Fundraising fashion: Bella Boutique’s annual fall preview show supports Emma’s House
By RUSS LAWRENCE – for the Ravalli Republic
The Bella Boutique Fall Fashion Preview, set for Saturday, Sept. 13, is really two events in one: It’s a great dress-up party, where attendees are invited to dress in chic vintage fashions – including hairstyles and accessories – and enjoy an evening that includes a runway show of the latest fall fashions, as well as on-stage entertainment during the evening. Much – though not all – of the evening’s program is aimed at women, but there’s plenty to make it an attractive evening for men, too.
It’s also the biggest annual fundraiser for Emma’s House, a nonprofit that aids child victims of abuse and neglect in Ravalli County. The event includes both silent and live auctions, as well as some novel ways to donate to the organization.
There’s a third aspect to the event, though, that isn’t obvious to any but the closest observers, and that’s the fulfillment of the vision of Bella Boutique owners Mary Marsh and Claire Kemp. They put countless hours into the event, now in its 11th year, and have watched it grow from year to year.
That success is gratifying to them, first as owners of a business whose name is associated with the popular women’s fashion happening, but also as two people committed to making their community a better place to live.
“We want to do more than sell clothing,” Marsh attested. “We want to contribute to our community in a meaningful way. It’s who Claire and I are.”
“If we have the ability, we have to aid our community,” Kemp agreed.
Val Widmer, executive director for Emma’s House Children’s Advocacy Center, credits local businesses, and Bella Boutique in particular, for helping to make the services they offer available to their clients at no cost.
“We’re so fortunate to have businesses like this that want to help our kids.

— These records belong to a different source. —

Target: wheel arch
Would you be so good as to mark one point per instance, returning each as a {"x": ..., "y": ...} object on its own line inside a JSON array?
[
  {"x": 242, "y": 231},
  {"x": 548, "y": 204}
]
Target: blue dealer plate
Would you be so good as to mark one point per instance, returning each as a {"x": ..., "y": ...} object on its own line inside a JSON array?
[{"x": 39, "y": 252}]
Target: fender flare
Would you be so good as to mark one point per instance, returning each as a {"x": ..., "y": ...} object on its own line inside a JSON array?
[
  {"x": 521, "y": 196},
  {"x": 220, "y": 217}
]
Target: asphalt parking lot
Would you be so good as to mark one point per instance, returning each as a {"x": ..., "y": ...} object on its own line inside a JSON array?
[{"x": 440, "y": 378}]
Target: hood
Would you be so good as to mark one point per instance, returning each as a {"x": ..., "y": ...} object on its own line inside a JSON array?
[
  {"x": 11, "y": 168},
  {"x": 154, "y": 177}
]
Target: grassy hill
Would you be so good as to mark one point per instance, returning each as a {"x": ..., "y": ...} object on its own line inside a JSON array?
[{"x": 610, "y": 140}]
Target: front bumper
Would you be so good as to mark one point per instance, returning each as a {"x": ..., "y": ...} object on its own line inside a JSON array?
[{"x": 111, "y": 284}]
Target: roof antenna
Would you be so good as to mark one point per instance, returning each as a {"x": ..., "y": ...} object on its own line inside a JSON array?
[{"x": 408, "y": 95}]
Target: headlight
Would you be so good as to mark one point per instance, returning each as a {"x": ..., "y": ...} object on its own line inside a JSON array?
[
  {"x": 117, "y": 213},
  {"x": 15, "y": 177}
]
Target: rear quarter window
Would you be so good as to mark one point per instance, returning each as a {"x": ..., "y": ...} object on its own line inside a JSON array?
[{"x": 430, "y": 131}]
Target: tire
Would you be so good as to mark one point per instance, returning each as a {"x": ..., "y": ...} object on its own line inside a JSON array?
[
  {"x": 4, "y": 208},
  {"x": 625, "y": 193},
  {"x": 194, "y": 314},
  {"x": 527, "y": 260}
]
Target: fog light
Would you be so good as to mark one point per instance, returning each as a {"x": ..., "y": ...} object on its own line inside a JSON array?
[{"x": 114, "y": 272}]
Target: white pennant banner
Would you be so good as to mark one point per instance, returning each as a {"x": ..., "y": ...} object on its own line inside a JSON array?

They’re great role models, and they make our community stronger,” she said.
Emma’s House conducts forensic interviews of alleged victims of abuse, and coordinates a team that ties together law enforcement, social services, criminal justice, and mental and physical health professionals to ensure that victims are protected and receive treatment, and that abusers are apprehended and justice is served.
In Ravalli County, they help up to 150 victims a year, and are working to expand their services.
Planners expect 350 people to pack the First Interstate Center at the Ravalli County Fairgrounds, and suggest that those who don’t want to miss out should buy their $25 tickets soon.
That ticket will get you a dinner, catered by Zen Kitchen, a no-host martini bar provided by Café Firenze, and a presentation of this fall’s latest fashion trends by 11 local “models,” who are in fact customers of Bella Boutique, Ford’s, and Bob Ward & Sons.
A photo booth will be set up for guests in their finery who wish to take home some “glam” shots.
There will also be entertainment, including the hugely popular mother-and-son, song-and-dance team of Natalie and Max Naidl. Kemp hinted at a humorous finale for the evening, but would say no more about it.
The heart of the evening, though, is a show of support for Emma’s House. Local businesses and individuals have donated scores of items for the fundraiser. Silent auction bidders will compete for prizes ranging from art to oil changes, and lavish meals; the live auction will feature items as diverse as pedigreed Chihuahua and English Lab pups, and a “Man Package” that includes four ski and golf passes, steak dinners, and a growler-a-month of local beer.
There’s also a “Diva Table” for next year’s event, that includes a mani/pedi at Belleza spa, hair, makeup, limo, and a “table of opulence” at the event, according to Widmer; and the Emma’s House board is sponsoring a catered gourmet meal.
Bella Boutique has also been soliciting donations of “lightly worn” clothing from its customers, and those highly-prized items will also be for sale at the event, along with vintage purse “grab bags,” with the proceeds going to Emma’s House.
Widmer said that the partnership between Bella and Emma’s House has been like a good marriage, each partner aiding the other. “It’s been an awesome collaboration,” she said. “They’re just such a great group to work with – it’s easy, it’s fun, it doesn’t feel like work, and that’s in huge part thanks to Mary and Claire.”
Widmer also recognized committee members Sharon Dedmon and Cyndi McNeil for their creativity and energy.
For Kemp and Marsh, the event is one way to project a positive image of their business to the public, but the effort they put into the Fall Fashion Preview is all out of proportion to the return on their investment.
“If it’s anything, it’s draining, but it fulfills our values,” Kemp said. Their business was always meant to be about more than the exchange of goods and services, it was to be a way to effect change in their community, she said.
“We want to be supportive and philanthropic. It’s in both our mindsets,” Marsh added.
Raising money for Emma’s House is what makes the effort worthwhile. “It’s fulfilling in that we’ve created an event that people enjoy and want to come to,” Kemp said, and in knowing that part of what Emma’s House has been able to accomplish is directly traceable to their efforts. “There’s a sense of pride in that,” she acknowledged.